Fowles shot 58 percent from the free throw line as a rookie, but she is shooting a career-high 79.7 percent this year, inflicting her own kind of pain on the opponents when the play gets rowdy.
"People are going to do everything in their power to stop me, whether it's just playing hard defense or playing dirty defense," Fowles said. "You've just got to keep the mindset that you're just going to keep going."
Another big factor in Fowles' career season has been a meeting of the minds with coach Cheryl Reeve. Before the season started the fiery Reeve listened to an interview in which Fowles stated that she didn't need to be yelled at for motivation.
Fowles prefers more measured conversation with the coach, and Reeve has made the adjustment and better understood how to get through to Fowles when she grows frustrated.
"I wanted to keep her in a place where she's focused," Reeve said. "If I get to a spot where I'm needling her and not talking to her, then she's going to lose her focus and have to handle me and go handle what is happening to her out there."
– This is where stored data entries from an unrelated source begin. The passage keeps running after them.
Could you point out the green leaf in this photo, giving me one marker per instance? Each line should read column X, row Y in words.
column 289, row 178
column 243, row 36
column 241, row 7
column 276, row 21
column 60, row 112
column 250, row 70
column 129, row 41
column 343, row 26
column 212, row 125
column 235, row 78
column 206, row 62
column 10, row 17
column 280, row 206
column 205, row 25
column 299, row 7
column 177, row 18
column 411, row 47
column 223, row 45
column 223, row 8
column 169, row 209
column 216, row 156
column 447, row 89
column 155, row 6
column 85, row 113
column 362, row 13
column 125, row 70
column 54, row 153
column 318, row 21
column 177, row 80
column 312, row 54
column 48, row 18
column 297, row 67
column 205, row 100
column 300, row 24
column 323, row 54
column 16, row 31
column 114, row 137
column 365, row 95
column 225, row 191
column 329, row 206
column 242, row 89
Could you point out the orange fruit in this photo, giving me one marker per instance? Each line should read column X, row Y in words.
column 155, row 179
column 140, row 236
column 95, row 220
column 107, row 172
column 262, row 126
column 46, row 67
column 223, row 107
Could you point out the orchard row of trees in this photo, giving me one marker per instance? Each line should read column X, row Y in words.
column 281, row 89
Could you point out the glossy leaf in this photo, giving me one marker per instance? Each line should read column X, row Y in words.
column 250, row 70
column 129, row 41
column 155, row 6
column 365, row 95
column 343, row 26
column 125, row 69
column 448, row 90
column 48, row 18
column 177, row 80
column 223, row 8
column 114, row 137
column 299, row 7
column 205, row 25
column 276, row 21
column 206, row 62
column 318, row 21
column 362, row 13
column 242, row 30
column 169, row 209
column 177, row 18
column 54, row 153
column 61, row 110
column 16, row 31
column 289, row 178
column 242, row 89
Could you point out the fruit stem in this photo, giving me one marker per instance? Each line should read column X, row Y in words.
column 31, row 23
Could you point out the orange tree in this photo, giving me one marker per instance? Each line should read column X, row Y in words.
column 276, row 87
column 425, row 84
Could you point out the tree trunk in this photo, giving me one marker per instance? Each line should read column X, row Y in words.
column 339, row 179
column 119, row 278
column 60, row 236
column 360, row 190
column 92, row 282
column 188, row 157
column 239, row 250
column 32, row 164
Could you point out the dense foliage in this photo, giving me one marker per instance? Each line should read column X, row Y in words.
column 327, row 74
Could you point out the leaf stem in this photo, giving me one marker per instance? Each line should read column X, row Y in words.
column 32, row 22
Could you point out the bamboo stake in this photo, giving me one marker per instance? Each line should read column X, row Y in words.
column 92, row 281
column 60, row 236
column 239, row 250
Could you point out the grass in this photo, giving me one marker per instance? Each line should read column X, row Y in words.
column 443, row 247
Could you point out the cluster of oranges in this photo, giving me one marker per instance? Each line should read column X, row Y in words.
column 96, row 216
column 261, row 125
Since arriving midseason in 2015, Fowles has gradually become a bigger and bigger part of the Lynx offense.
With Augustus, Lindsay Whalen and Maya Moore, Minnesota used to rely more on its athleticism and quickness on the perimeter. But Fowles' presence has changed the dynamic entirely, so much so that Reeve is still haunted by her inability to get the center more involved down the stretch in last year's Game 5 against the Sparks.
Fowles had 10 points on just 10 field goal attempts -- and no free throws -- in a game that came down to the final possession.
"We vowed that we're not going to have the best center in the league and not be able to use her," Reeve said. "So we completely switched the focus."
That, Reeve said, is the definition of an MVP.
"I'm not going to lie, it crosses my mind," Fowles said with a smile. "But I don't get too consumed by it because we have about 10 more games to go. Once we handle business in these games, then I'll start focusing on the next part of that. If that's what it is, I'd be happy and grateful. We shall see."